"M. de Charlus lui [Charles Morel] disait impérieusement : "Demandez au maître d'hôtel s'il a du bon chrétien. - Du bon chrétien ? je ne comprends pas. - Vous voyez bien que nous sommes au fruit, c'est une poire. Soyez sûr que Mme de Cambremer en a chez elle, car la comtesse d'Escarbagnas, qu'elle est, en avait. M. Thibaudier la lui envoie et elle dit : "Voilà du bon chrétien qui est fort beau." - Non, je ne savais pas. - Je vois du reste que vous ne savez rien. Si vous n'avez même pas lu Molière... Hé bien, puisque vous ne devez pas savoir commander, plus que le reste, demandez tout simplement une poire qu'on recueille justement près d'ici, la louise-bonne d'Avranches. - La... ? - Attendez, puisque vous êtes si gauche, je vais moi-même en demander d'autres, que j'aime mieux.

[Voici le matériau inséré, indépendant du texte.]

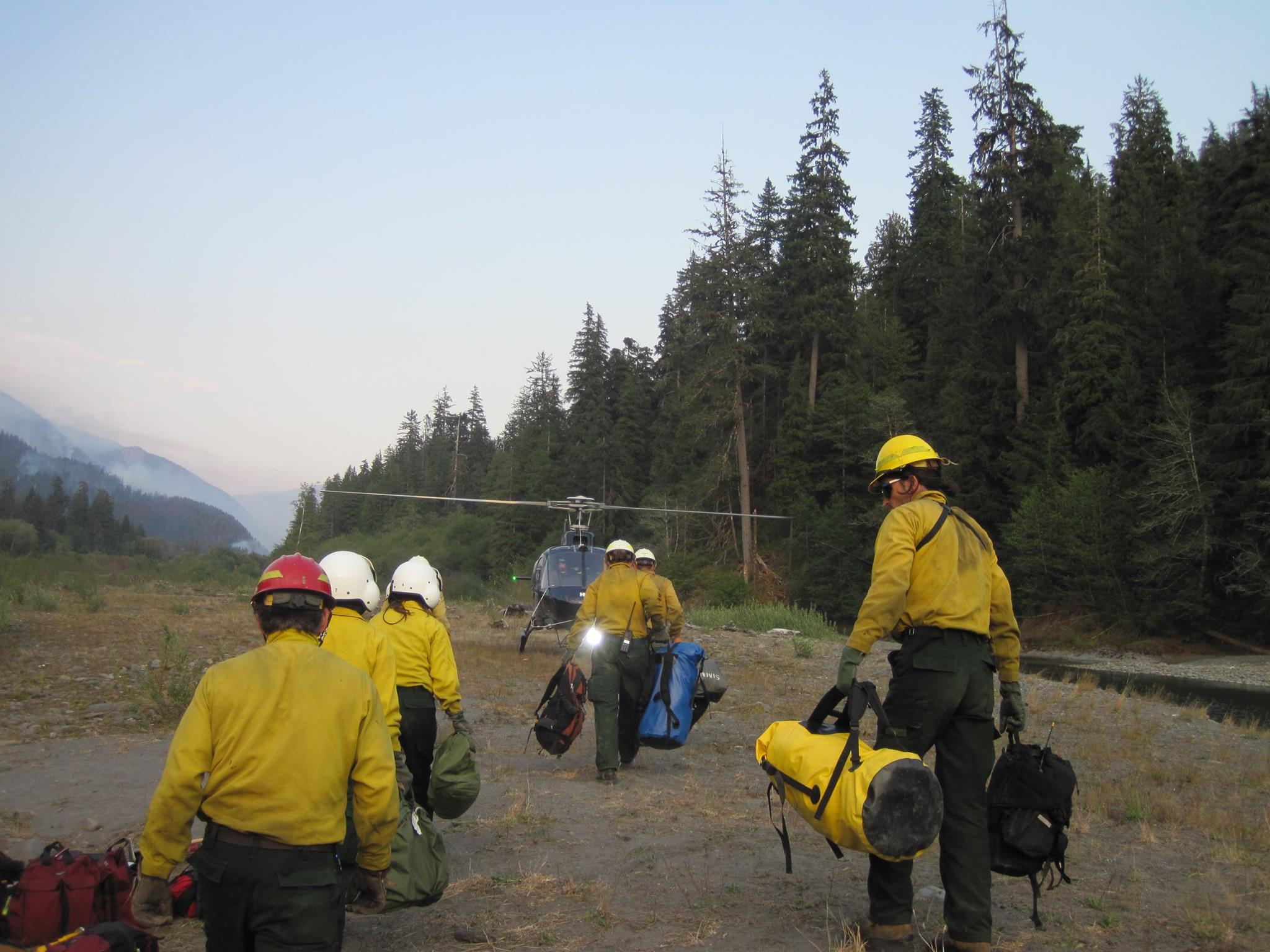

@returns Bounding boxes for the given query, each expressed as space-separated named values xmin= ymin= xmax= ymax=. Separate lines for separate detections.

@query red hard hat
xmin=252 ymin=552 xmax=335 ymax=608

Maître d'hôtel, avez-vous de la doyenné des comices ? Charlie, vous devriez lire la page ravissante qu' a écrite sur cette poire la duchesse Émilie de Clermont-Tonnerre. - Non, Monsieur, je n'en ai pas. - Avez-vous du triomphe de jodoigne ? - Non, Monsieur. - De la virginie-ballet ? de la passe-colmar ? Non ? eh bien, puisque vous n'avez rien nous allons partir. La duchesse-d'angoulême n'est pas encore mûre ; allons Charlie, partons."
Marcel Proust, Sodome et Gomorrhe, Le Livre de Poche Classique, 1993, p. 502.
"Mon grand-père, de tout temps, avait été en matière de poire un amateur et un connaisseur. Il distinguait, à l'apparence, au goût, les yeux fermés, presque à l'odeur et au toucher, la Conférence de la Louise-Bonne, la Doyenné du Comice de la Passe-Crassane, la Duchesse d'Angoulême ou la Comtesse de Paris de la Sucrée de Montluçon, la Bon Chrétien William de la Beurré Hardy."
Jean d'Ormesson, Au Plaisir de Dieu, Œuvres I, Bibliothèque de la Pléiade, p. 978-979.
Marcel Proust est souvent cité et parfois modifié (le petit pan de mur jaune devenant la petite toque de soie jaune dans un long texte cité) dans les œuvres de Jean d'Ormesson. Au sujet des variétés de poires d'Au Plaisir de Dieu, il n'y a pas de doute qu'il faut y voir une référence intentionnelle (un clin d’œil) à Marcel Proust.